Texas Kills in Our Names

RECEIVED Fri., Oct. 17, 2003

Thank you, Rita Radostitz, for your reporting on Texas' attempt to execute the mentally retarded ["Why Is Doil Lane Still on Death Row?" Oct. 17]. It's almost impossible to find out about the killings that Texas is doing in our name, and your coverage is invaluable.
   
   On a related note: Jose Rivera, another prisoner Texas is trying to kill, was in the news in August because of questions about his mental condition. And Mark Robertson recently got a stay because he was sentenced unconstitutionally (the jury would have had to lie if they wanted to save him from the death penalty). And we just executed the first white person – Larry Allen Hayes – for killing a black person since 1854!
   
   These cases are not the exception to the rule in Texas.

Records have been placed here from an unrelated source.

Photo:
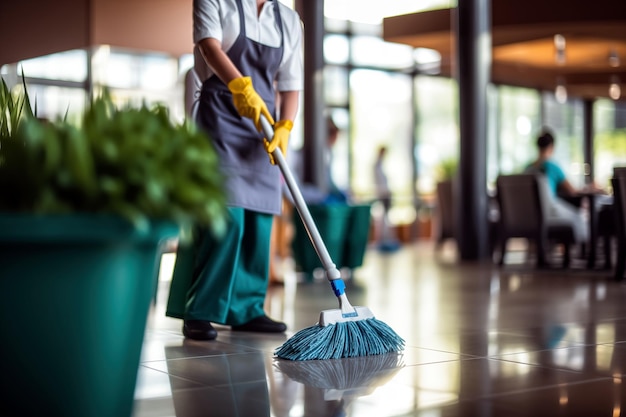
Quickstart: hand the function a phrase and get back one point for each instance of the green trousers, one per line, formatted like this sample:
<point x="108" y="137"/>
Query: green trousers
<point x="223" y="280"/>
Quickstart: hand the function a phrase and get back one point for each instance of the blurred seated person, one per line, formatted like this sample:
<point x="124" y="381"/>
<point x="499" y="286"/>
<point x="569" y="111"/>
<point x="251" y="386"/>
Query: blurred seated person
<point x="556" y="180"/>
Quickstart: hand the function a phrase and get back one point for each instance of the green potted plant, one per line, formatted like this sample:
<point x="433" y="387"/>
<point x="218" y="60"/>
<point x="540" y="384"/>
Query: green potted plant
<point x="83" y="210"/>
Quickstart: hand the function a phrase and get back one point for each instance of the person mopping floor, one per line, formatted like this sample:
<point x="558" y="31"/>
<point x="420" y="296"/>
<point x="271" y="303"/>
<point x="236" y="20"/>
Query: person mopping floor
<point x="246" y="53"/>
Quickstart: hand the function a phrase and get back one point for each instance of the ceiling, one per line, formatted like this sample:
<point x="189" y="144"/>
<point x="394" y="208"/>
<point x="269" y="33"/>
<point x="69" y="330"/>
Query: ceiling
<point x="536" y="43"/>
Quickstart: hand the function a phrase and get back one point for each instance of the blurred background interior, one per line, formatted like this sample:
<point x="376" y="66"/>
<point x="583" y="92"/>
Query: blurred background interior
<point x="390" y="76"/>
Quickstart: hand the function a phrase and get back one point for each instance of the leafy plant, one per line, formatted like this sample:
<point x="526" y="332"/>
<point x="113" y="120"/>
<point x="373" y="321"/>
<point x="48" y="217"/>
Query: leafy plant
<point x="132" y="162"/>
<point x="13" y="109"/>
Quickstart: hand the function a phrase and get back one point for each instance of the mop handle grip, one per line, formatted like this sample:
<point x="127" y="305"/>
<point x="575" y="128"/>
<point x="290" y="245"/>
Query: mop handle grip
<point x="332" y="273"/>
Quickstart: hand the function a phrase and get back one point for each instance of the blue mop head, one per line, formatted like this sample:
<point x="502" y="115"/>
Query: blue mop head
<point x="341" y="340"/>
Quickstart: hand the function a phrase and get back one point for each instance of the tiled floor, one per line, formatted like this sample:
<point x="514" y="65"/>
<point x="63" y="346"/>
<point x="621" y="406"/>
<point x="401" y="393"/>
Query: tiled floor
<point x="481" y="341"/>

If folks knew how "justice" is carried out in this state, even those pushing for capital punishment would want some changes.
   
   In Texas, your silence is deadly. Please keep up your reporting on the death penalty and do not allow the state to kill in our names without our ever hearing about it.
Rachel Penticuff

We're Only in It for the Money

RECEIVED Thu., Oct. 16, 2003

Dearest Chron Readers,
   I have been quite confused about the Chronicle's hardcore anti-smoking ordinance lobbying. I wonder why a progressive paper that normally rallies against air pollution would be an advocate for more carcinogens in my lungs. I wonder why a publication that rails against corporate greed (Wal-Mart) would take the side of Philip Morris.
   I picked up this week's Chron, and maybe some understanding: the full-page, color ad for Winston cigarettes – one can only imagine the revenues ($$$).
   Louis Black, don't sell out Austin's health!
Thanks,
Zac Trahan
   [Ed. note: You got us Zac, the only reason someone could have a different opinion than you is if they'd sold out. We're rolling around in the money here, our consciences be damned.]